For b-jets, a further request was applied through the variable j.containsBottom() == true, while for light jets the same variable is requested to be false. Two generators were initially used: Pythia6 Tune Z2 and CASCADE. For both generators, production of heavy b-quark pairs was set as primary process and different kinds of samples were studied by progressively switching on initial and final state radiation and multiparton interactions to look at the effects of each new physical processes. A ptHat It has to be reminded that CASCADE generator does not implement multiparton interaction. For the analysis with jets in the central region, 1M events were generated while for the analyses in the forward and CASTOR regions, the statistics was increased up to 4M events because of the lower impact of this kind of events. The event selection has required:

  • ANALYSIS IN THE CENTRAL REGION: two b-jets in the central region, two light-jets in the central region;
  • ANALYSIS IN THE FORWARD REGION: two b-jets in the central region, two light-jets in the forward region;
  • ANALYSIS IN THE CASTOR REGION: two b-jets in the central region, one light-jet in the forward region, one light-jet in the CASTOR region.

All the selected jets of the same type have to be separated by a DeltaR = sqrt (DeltaEta^2+DeltaPhi^2) > 0.4 to remove overlappings.

For each sample, some important observables were checked in order to find different shapes and hints to separate processes occured with a single-chain diagram or with a double-chain one. The main ones are:

  • the leading jet pt in the event (independent on the type of the jet);
  • DeltaPhiBottomJets = Phi(b1) - Phi(b2);
  • DeltaPhiLightJets = Phi(j1) - Phi(j2);
  • DeltaPhiEvent: delta phi between the two planes containing respectively the bottom and the light systems (special case is when the b jets or the light jets are close to be back-to-back -> cos(Phi) < -0.9: in this case, the plane of the bottom or the light system are evaluated taking the directions of one of the incoming protons and of one of the two selected jets.
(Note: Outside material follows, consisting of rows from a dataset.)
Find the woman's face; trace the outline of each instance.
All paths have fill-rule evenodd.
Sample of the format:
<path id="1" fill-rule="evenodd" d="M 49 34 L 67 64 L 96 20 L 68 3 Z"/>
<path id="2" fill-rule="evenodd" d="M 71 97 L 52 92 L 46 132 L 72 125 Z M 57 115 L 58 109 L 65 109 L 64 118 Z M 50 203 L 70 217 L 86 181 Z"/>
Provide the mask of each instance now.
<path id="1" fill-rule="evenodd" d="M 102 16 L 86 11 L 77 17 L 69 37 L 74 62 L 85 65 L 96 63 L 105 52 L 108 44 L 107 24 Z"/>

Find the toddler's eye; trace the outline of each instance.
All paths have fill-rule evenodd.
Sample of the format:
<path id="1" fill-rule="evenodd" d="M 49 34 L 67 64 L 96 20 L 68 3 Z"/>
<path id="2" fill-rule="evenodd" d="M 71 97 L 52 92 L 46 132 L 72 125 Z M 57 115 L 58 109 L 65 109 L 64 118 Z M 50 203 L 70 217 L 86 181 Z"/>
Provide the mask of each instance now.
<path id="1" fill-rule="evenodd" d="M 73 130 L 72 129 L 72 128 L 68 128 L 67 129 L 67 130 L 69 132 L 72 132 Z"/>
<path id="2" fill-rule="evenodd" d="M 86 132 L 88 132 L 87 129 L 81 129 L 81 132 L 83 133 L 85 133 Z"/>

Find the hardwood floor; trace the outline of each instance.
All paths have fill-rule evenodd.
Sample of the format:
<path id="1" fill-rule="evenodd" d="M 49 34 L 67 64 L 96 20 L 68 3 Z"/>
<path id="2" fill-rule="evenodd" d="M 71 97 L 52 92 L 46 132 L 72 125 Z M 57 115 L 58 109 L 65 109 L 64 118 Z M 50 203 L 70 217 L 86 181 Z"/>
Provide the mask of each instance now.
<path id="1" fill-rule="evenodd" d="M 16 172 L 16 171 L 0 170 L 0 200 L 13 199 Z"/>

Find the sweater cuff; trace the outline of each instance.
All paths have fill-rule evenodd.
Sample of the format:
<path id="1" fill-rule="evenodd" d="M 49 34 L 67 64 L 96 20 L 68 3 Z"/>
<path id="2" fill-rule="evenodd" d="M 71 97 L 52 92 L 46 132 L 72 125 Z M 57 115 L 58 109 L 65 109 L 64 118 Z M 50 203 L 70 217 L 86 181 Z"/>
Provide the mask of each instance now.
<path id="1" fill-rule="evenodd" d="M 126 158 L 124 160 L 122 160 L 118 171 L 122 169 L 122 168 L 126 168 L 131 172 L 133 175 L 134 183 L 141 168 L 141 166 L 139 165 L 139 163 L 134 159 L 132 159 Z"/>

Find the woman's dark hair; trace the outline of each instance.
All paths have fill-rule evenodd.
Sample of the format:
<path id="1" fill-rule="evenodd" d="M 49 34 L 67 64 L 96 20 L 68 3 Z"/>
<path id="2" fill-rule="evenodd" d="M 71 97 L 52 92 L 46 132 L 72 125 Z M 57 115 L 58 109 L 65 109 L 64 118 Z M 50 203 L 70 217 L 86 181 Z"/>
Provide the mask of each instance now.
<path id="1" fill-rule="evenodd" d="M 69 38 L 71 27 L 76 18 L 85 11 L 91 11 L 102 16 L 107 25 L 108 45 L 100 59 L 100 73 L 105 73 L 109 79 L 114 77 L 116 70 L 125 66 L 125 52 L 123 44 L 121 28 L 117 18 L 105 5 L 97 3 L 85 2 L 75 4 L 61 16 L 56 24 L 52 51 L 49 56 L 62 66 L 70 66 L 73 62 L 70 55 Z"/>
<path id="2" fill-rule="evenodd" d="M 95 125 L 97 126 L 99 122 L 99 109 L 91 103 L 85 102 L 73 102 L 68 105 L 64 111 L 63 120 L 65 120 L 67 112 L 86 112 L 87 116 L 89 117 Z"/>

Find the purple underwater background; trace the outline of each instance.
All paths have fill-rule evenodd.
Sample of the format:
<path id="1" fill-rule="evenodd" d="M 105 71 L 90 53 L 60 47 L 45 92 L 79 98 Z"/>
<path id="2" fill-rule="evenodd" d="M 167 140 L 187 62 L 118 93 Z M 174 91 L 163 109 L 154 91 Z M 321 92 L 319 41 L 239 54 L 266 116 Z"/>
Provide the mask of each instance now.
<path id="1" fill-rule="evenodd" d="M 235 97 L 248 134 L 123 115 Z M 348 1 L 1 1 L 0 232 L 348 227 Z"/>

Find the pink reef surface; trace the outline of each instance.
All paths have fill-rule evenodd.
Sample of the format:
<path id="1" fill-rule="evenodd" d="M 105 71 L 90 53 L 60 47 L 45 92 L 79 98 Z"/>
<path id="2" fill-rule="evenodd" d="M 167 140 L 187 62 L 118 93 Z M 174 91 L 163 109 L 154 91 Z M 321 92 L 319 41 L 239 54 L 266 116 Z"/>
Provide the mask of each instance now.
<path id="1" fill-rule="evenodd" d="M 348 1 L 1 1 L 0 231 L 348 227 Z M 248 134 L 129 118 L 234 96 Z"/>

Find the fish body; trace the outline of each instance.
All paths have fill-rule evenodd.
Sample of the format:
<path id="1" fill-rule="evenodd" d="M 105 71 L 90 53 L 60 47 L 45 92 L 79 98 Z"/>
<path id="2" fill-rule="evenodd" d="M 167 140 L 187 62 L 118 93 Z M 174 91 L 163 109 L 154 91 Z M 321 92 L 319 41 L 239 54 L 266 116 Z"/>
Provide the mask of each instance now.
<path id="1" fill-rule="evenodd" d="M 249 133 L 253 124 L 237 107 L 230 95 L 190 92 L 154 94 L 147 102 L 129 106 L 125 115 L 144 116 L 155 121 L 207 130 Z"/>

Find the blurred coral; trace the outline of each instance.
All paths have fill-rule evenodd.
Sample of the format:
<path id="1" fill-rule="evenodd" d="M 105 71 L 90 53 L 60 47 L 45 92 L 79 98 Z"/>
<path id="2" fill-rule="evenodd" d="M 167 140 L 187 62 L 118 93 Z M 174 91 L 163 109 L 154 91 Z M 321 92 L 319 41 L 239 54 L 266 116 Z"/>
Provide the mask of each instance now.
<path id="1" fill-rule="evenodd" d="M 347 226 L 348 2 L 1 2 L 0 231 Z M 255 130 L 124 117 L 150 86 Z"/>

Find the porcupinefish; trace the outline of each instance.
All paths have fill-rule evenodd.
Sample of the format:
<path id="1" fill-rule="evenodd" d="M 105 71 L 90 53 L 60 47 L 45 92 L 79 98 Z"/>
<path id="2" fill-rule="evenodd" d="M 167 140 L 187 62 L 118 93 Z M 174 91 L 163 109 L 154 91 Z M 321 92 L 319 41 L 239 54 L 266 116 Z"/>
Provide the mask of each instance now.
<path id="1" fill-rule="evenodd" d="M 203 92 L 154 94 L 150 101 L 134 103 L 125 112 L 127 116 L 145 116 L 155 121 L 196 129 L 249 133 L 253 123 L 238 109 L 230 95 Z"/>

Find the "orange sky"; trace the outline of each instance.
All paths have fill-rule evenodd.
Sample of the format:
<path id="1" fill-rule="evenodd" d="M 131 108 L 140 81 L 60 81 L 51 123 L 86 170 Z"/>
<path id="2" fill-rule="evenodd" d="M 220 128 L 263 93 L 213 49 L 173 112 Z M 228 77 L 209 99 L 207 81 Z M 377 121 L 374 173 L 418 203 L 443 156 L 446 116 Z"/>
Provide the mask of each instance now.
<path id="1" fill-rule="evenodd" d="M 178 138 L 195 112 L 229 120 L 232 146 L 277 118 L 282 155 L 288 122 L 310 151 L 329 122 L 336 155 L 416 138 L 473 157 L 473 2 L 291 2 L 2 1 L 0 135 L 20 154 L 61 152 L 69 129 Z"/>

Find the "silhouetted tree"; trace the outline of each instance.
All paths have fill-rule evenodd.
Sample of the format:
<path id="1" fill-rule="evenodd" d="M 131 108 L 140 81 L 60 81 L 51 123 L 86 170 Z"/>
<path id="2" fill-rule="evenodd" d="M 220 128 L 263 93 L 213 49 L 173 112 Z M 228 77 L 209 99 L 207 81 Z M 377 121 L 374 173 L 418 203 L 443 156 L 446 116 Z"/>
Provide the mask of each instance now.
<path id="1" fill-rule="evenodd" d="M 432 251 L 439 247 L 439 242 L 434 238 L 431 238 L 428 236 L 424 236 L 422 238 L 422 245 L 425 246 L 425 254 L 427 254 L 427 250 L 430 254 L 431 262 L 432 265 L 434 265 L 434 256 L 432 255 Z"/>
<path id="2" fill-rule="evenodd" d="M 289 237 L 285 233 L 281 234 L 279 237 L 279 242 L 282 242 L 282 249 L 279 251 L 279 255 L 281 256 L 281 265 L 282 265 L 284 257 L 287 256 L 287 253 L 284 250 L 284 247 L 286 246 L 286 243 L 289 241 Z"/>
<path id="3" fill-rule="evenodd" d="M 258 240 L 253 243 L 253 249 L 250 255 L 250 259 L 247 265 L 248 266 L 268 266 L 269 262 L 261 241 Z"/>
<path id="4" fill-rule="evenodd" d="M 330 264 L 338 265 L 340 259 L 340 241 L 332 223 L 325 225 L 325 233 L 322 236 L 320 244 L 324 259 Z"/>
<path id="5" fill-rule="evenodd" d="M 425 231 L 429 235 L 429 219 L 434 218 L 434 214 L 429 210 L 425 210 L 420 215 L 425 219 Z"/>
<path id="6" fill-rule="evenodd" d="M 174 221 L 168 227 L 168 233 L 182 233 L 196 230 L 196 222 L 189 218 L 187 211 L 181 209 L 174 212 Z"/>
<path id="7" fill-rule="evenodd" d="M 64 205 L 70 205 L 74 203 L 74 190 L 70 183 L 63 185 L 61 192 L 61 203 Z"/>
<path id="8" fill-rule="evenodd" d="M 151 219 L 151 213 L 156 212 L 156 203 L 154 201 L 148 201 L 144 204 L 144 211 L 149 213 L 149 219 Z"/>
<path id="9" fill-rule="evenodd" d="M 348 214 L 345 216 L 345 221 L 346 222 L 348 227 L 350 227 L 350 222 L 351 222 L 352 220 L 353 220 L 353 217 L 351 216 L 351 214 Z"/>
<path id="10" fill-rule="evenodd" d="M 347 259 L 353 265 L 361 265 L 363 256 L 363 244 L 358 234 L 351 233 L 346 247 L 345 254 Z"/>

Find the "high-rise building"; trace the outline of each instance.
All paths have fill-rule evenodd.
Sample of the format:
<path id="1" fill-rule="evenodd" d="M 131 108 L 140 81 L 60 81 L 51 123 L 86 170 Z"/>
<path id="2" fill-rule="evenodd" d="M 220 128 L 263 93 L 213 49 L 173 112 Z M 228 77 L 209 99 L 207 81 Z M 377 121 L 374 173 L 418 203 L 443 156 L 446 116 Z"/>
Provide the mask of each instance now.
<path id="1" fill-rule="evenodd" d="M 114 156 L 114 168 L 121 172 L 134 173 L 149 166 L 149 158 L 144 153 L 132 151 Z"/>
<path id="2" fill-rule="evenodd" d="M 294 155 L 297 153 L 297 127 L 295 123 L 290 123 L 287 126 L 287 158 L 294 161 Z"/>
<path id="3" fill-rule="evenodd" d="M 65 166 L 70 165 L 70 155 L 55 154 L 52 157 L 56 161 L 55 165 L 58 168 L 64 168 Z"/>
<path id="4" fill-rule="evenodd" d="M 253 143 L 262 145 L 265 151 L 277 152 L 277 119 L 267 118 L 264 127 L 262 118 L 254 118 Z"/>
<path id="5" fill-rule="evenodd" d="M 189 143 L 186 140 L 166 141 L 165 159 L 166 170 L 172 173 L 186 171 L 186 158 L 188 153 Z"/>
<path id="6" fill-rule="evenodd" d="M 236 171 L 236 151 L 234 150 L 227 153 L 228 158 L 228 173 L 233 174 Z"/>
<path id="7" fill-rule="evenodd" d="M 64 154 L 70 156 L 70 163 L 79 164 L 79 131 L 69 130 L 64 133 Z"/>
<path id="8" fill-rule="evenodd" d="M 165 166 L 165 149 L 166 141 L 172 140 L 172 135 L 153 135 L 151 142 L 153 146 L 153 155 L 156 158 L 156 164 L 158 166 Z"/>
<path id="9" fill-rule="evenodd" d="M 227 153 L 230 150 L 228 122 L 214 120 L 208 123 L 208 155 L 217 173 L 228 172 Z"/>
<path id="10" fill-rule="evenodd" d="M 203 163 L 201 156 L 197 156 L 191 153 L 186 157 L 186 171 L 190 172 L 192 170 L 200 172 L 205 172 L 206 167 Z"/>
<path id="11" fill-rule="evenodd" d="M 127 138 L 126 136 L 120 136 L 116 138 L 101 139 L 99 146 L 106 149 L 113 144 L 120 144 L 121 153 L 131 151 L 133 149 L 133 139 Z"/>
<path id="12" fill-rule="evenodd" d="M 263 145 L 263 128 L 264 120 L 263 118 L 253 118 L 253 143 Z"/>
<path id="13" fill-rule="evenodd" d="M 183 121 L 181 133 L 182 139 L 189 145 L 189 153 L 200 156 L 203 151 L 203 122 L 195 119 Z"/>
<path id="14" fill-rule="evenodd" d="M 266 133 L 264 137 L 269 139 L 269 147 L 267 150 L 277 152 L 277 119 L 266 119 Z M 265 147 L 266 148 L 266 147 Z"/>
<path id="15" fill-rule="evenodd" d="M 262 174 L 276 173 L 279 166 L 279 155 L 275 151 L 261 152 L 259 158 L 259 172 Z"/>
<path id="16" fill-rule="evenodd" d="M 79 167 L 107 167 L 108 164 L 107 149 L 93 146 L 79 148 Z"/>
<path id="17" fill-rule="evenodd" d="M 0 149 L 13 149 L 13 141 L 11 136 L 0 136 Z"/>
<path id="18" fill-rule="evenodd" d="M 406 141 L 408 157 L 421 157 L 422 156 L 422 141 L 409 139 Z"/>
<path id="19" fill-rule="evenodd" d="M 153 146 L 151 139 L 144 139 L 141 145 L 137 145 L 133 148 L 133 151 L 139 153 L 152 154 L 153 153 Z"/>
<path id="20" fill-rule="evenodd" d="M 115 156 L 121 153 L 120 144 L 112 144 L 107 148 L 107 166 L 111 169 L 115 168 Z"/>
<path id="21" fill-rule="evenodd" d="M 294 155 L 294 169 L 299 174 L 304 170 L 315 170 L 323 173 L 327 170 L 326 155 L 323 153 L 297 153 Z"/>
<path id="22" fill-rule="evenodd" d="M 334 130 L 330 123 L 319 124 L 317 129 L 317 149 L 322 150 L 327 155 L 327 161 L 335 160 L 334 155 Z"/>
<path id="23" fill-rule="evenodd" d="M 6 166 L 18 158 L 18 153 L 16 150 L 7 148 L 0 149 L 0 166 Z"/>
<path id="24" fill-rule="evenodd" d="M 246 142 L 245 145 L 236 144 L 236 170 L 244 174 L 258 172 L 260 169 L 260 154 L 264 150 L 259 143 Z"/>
Then, the DeltaPhiEvent is evaluated with the versor extracted from this plane);
  • DeltaPhiNewWay: delta phi between the vectors obtained by the sum of the two three-momenta of the selected jets of the same type;
  • PtBottomImbalance = |_pt_(b1,b2)|/(|_pt_(b1)|+|_pt_(b2)|) -> Vectorial sum of the two three-momenta for b-jets normalized to the sum of their modules
  • PtLightImbalance = |_pt_(j1,j2)|/(|_pt_(j1)|+|_pt_(j2)|) -> Vectorial sum of the two three-momenta for light-jets normalized to the sum of their modules
  • SPhi = (1/sqrt(2)) x sqrt(DeltaPhiBottomJets^2+DeltaPhiLightJets^2);
  • SptPrime = (1/sqrt(2)) x sqrt(PtBottomImbalance^2 + PtLightImbalance^2);
  • Momentum fractions of the initial interacting partons (not yet studied).

Plots of these variables are shown in the following sections.

Control Plots

Some control plots are shown for the different generated samples. Particular attention is taken in the understanding of the new effects introduced by the radiation and the multiparton interaction and also some comparisons with the parton level have been reported. In the following plots, from left to right, pt of the b quarks, pt of the b jets and eta of the b jets are represented for the samples without radiation and MPI (black curve), with radiation and without MPI (red curve) and with radiation and MPI (blue curve).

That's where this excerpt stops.